LA was prepared as a 200 mM stock solution in 100% ethanol and added to the cell culture medium as indicated. Ethanol served as solvent control (0 µM LA). NAC was directly dissolved in cell culture medium (5 mM). In combination studies, cells were pre-incubated with 5 mM NAC for 2 h prior to LA treatment.
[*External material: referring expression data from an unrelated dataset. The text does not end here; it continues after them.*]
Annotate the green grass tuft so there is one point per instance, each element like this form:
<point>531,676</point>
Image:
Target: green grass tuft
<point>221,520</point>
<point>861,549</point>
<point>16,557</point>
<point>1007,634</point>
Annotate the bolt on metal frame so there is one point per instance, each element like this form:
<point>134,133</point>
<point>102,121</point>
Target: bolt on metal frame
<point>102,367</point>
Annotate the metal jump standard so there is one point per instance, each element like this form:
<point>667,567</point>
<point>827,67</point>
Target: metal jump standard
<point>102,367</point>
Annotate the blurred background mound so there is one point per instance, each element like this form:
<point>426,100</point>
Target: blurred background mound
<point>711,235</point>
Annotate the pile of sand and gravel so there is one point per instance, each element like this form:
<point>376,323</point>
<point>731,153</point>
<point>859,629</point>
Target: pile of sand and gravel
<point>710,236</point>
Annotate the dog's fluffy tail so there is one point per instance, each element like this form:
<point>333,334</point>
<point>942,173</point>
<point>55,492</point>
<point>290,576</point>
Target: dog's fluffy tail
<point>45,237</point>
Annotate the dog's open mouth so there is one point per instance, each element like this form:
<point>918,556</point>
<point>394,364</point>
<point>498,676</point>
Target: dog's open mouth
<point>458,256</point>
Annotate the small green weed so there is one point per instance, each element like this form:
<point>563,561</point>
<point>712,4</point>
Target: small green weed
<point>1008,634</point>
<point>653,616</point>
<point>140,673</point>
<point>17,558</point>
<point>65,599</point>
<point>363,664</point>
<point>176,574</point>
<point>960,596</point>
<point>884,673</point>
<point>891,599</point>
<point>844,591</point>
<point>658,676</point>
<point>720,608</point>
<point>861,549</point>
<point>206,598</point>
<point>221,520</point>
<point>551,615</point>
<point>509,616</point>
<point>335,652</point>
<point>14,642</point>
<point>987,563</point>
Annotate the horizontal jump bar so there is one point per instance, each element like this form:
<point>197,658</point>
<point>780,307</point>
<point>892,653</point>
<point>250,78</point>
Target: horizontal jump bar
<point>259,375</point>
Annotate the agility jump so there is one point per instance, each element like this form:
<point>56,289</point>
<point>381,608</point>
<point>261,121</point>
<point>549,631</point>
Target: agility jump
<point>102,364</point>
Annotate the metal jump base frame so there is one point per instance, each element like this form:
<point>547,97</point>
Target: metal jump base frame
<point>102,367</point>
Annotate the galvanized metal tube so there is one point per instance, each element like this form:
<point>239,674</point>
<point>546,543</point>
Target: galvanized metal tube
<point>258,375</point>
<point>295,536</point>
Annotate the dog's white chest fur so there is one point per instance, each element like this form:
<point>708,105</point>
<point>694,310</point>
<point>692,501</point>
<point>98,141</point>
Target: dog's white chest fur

When CQ (100 mM in H2O) was used to block autophagy, CQ was added 16 h prior to harvesting of the cells in a final concentration of 20 µM. In experiments using MG132 (13 mM dissolved in DMSO), the proteasome-inhibitor was added 16 h after LA treatment using a dose of 10 µM. ML385 and Nutlin-3a were dissolved in DMSO and used at a final concentration of 5 µM. Inhibitors were added to cell culture medium 2 h prior and 24 h after LA-treatment.
Combination treatments with anticancer drugs (Doxo/5-FU) included 44 h of incubation with LA plus 4 h of treatment with Doxo/5-FU for western blot analysis and 48 h of incubation with LA plus 72 h of treatment with Doxo/5-FU for ATP assays and Annexin V/PI stainings.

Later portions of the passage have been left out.